In this document the Church states that it is her role to scrutinize the signs of the times and interpret them in the light of the Gospel. The document notes that we are in a new age of human history, in which the social and cultural circumstances of life have profoundly changed. There are positive signs in this transformation such a healthy evolution toward unity, a growing interdependence among people, and a more thorough development of human personality and to a growing discovery and vindication of our rights.
These positive signs noted by the Council are countered by several negative signs. Among these are the fragmentation which has developed within individuals, families, races, and nations. Many find it difficult to identify permanent values and apply them to changing circumstances, and the split between people's faith and their daily lives. Social disturbances and wars mar the planet and often result from pride and selfishness.

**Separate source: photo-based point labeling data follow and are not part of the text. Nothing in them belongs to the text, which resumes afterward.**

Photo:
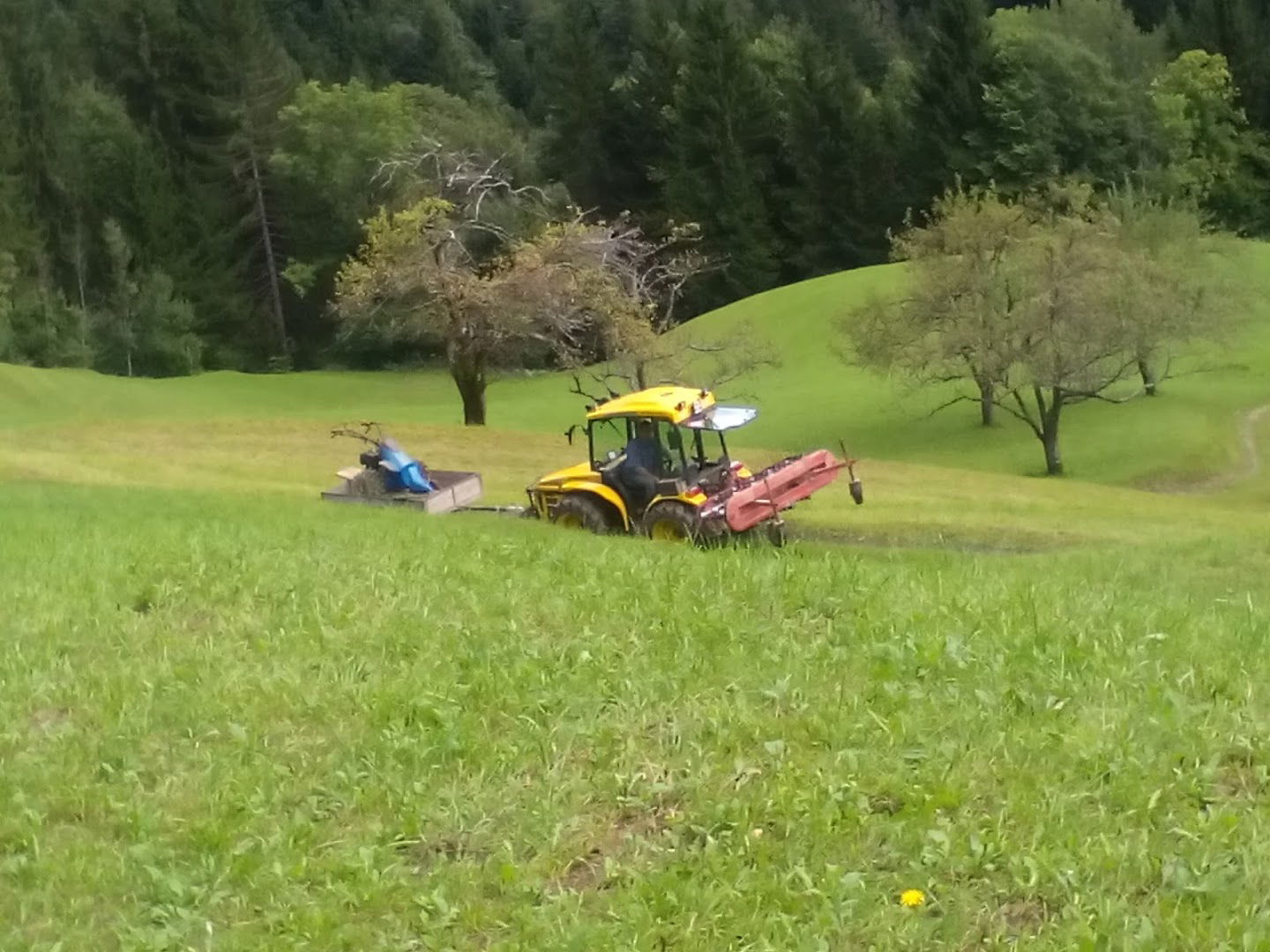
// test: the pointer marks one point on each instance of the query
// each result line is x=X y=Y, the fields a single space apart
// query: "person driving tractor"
x=638 y=471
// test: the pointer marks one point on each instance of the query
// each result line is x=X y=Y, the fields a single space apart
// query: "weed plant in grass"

The Council sets out to establish a working relationship with the world in which it finds itself, for the Church goes forward together with humanity and experiences the same earthly lot which the world does. The Church serves as a leaven and as a kind of soul for human society. The two questions it asks are still valid today in a world that is so different from that which the Second Vatican Council addressed: Are the changes happening in the contemporary age all useful for the good of humanity? Can you have a more perfect temporal order without it going hand in hand with spiritual progress?
The document is an overview of the Catholic Church's teachings about man's relationship to society, especially in reference to economics, poverty, social justice, culture, science & technology, and ecumenism.